His description of the diagram is worth the read, but mostly it comes down to this:
- You have to have hacker skills. If you want to make sense of your data, you have to be able to wrangle it. The List was an Excel spreadsheet, and our case data were part of a SQL database. Your data will not start out pretty and uniform. You have to know how to work with them, how to get them out of difficult places, and how to do this at scale. Heck, you have to make them digestible for that machine learning model you built.

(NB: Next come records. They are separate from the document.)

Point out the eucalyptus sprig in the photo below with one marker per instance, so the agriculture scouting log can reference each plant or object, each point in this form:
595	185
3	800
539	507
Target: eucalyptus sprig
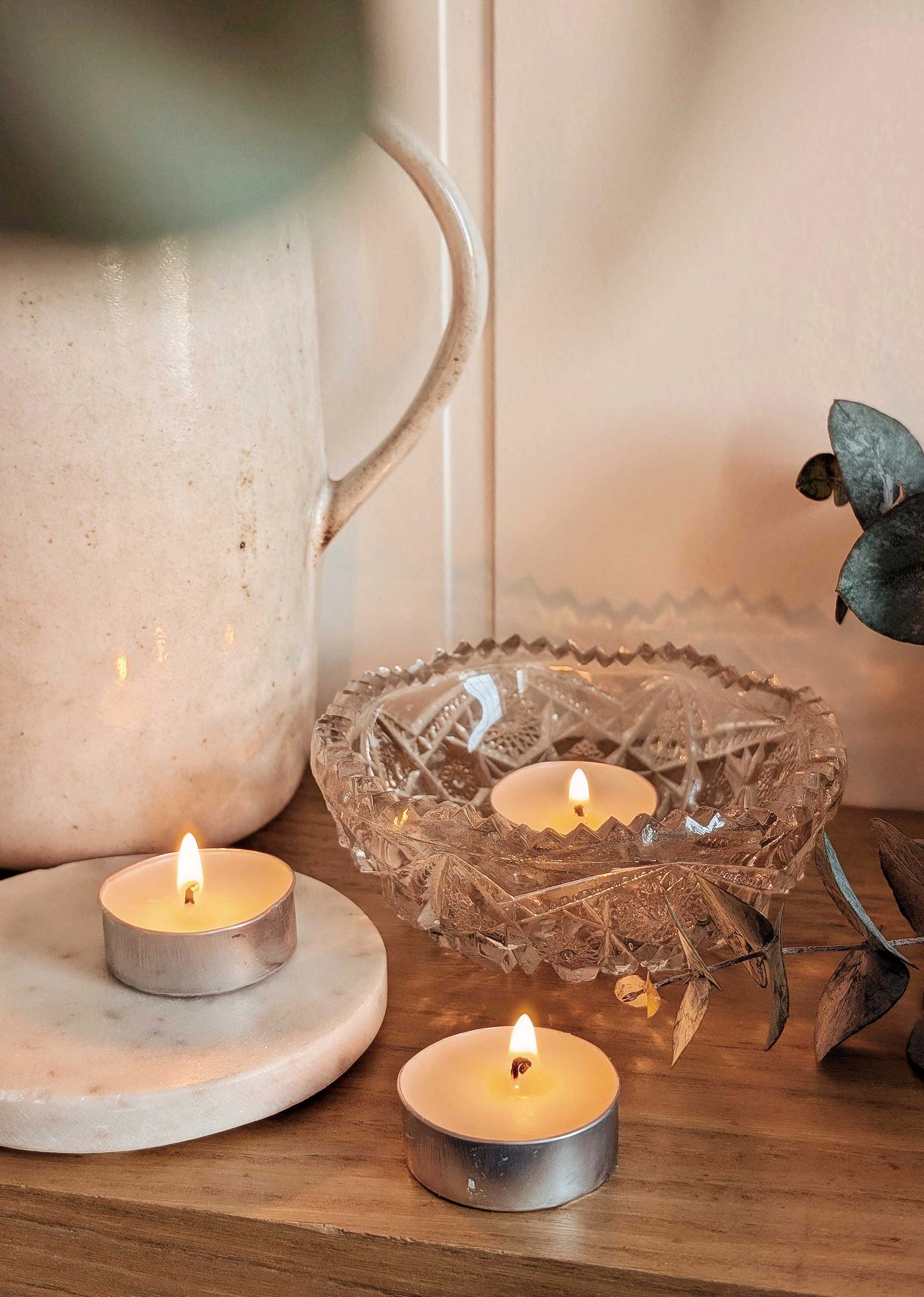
870	979
876	466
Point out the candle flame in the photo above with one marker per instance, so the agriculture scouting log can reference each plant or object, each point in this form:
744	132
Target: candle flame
579	790
523	1037
188	867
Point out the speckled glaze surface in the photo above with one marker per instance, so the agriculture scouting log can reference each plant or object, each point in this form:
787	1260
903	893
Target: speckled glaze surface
94	1067
166	501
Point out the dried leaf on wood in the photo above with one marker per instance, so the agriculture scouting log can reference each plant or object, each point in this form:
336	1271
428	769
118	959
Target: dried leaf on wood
743	926
915	1046
690	1015
863	986
883	577
902	863
779	986
631	990
879	461
821	478
837	885
695	961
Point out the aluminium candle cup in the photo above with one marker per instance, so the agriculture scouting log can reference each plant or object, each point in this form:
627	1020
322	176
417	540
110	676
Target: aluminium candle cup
512	1174
202	963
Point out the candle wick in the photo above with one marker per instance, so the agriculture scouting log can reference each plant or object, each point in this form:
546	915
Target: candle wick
518	1067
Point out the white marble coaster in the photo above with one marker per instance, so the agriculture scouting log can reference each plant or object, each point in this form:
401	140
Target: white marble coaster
88	1065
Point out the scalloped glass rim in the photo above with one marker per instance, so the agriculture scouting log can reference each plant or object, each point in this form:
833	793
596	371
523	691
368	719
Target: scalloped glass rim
822	780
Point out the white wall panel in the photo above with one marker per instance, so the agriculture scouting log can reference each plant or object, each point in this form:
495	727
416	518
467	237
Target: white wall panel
709	225
413	570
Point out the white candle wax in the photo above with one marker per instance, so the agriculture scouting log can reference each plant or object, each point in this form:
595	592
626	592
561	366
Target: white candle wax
237	886
553	795
464	1086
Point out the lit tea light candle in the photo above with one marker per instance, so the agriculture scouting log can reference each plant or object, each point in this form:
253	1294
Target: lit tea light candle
511	1121
193	923
562	794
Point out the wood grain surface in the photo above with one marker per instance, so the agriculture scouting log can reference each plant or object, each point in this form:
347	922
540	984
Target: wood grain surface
742	1172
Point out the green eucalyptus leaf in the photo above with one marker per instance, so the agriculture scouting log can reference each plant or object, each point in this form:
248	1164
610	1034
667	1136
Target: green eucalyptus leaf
837	885
821	478
883	577
879	461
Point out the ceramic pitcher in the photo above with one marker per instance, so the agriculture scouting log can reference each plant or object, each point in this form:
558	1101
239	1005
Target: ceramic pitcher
165	504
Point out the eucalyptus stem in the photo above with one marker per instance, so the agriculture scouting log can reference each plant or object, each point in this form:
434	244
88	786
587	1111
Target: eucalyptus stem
787	950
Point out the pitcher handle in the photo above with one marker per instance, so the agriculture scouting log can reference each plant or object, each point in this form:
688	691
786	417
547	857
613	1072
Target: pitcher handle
469	264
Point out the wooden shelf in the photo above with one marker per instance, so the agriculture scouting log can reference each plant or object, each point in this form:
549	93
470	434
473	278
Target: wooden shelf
742	1173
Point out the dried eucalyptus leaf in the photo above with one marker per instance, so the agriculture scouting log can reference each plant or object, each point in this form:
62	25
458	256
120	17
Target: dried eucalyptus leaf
690	1015
863	986
883	577
837	885
631	990
743	926
879	460
652	997
695	961
821	478
902	863
915	1046
779	986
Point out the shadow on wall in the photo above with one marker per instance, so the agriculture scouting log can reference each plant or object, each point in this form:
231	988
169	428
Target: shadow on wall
861	676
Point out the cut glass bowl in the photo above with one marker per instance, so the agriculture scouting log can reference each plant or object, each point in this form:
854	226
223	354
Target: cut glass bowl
747	773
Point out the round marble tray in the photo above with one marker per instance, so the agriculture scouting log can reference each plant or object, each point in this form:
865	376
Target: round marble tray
88	1065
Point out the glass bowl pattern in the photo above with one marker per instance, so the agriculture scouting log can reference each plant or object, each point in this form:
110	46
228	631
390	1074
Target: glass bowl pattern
747	773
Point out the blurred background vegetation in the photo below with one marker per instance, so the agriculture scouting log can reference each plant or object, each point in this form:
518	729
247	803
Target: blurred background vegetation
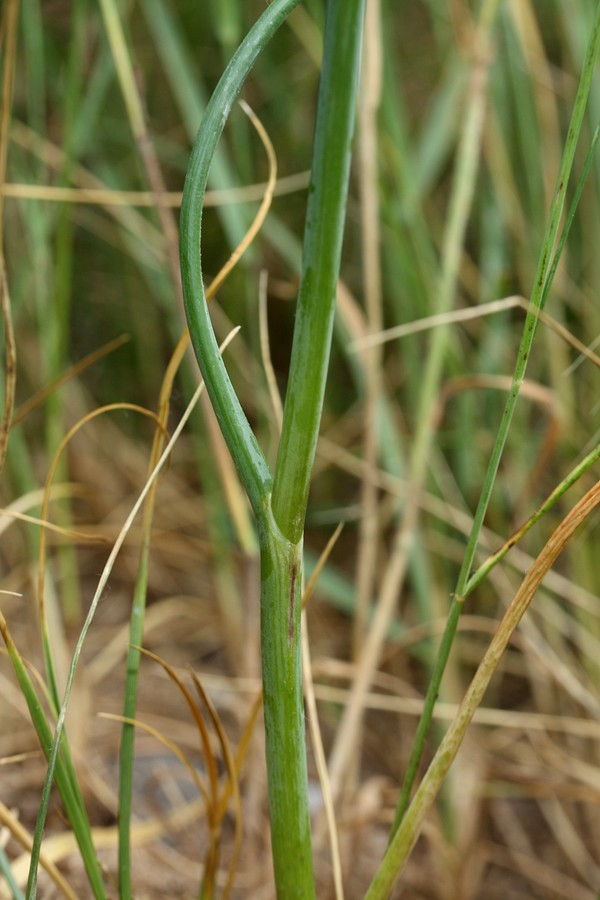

- You have to have substantive expertise. You have to know what questions to ask. Someone familiar with drug cases asked if people were being left off The List because their experience told them something was missing. If you do not know what questions to ask, your data will never lead to insight.
- You have to know your stats. You have to know what the numbers mean. You have to know your error bars. It would be dramatic to shout, “We’re missing 9,600 names!” Because as I discussed above, this is the top end of a range, and my guess is that reality lies closer to the lower end. That being said, I do not know exactly where because I was part of a small team, and we did not have the resources to look through hundreds of police reports. So the large error bars remain, but that is good because error bars keep us honest.
I find Conway’s diagram compelling for two main reasons:
- It makes clear the interdisciplinary nature of data science.
- It works to show what data science is not.
The case of the rogue chemist is not the best example for exploring the exact boundaries of data science as it required very little heavy lifting. It was mostly an exercise in counting. You can see, however, that once we become more ambitious, these distinctions become important. Say we are interested in seeing how new court practices affect client outcomes, or we want to know if a certain law is disparately impacting minorities. Of course, we need to know our practice (substantive experience), but if we want to use data in real-time to make predictions or spot patterns, we will also need heavy integration with workflow and a good deal of iteration. We will need to hack. When we start to do more than count, we will need a better understanding of statistics to avoid making unwarranted claims through either incompetence or malice. Beware the danger zone! As Conway points out, “It is from this part of the diagram that the phrase ‘lies, damned lies, and statistics’ emanates.” Mathematician Cathy O’Neil warns against the use of algorithms as secret rules. She makes clear that models (in the form of algorithms) are not neutral. When powerful institutions use of math to make decisions, we need to be sure they show their work. Uses of predictive policing and “risk based” sentencing raise questions of fairness in our criminal justice system. Attorneys need the tools and expertise to check the work of opposing counsel. We need the ability to fight data with data.
Maybe data science is just a fancy name for scientific reasoning and applied statistics put to use in a nonacademic context, but if it takes Harvard Business Review declaring data scientist The Sexiest Job of the 21st Century to get people interested in collecting quality data and testing hypotheses, I’m willing to play along. Because at the end of the day, the stories of our data are the stories of our clients, and as advocates, it is our job to give them voice.